Nguyen and others say Biloxi's Vietnamese population is on the rise. They say former residents displaced by the hurricane are starting to move back, and there are a lot of brand new faces.
"I think Biloxi absolutely is growing due to the economy condition of like in California or Florida areas," said Nguyen. "I think here the housing cost is very decent, as well as a small community. There are a lot of people who have moved here for that reason."
Chris Vu say job opportunities and reasonably priced housing is why he and some friends recently moved from Oregon to South Mississippi. He expects more Vietnamese to head to Biloxi.

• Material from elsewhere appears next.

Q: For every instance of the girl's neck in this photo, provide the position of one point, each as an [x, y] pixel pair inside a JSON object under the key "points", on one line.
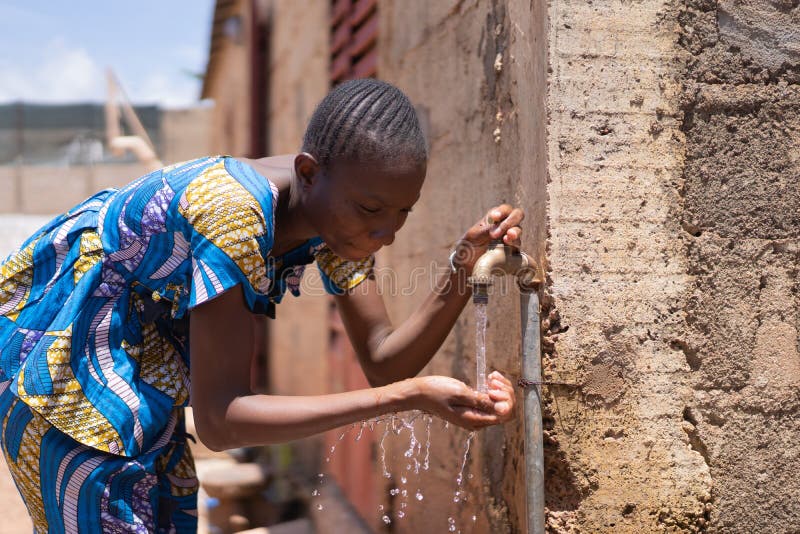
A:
{"points": [[291, 224]]}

"A lot of potential for me to live in a new community, a lot of choice of what you can do around here," said Vu. "We try to get more people to come to the state and get a better job and new things to do. More people join together and build up the city."
The newcomers say they want to make their adopted city a better place to live by not just helping the Vietnamese community, but everyone.
Nguyen said, "Teach people about awakening. Be aware of your surroundings. Communicate with the other communities to make it a bigger Biloxi community, not only a Vietnamese community."
The Buddha birthday celebrations ended with prayers for the dead and a luncheon.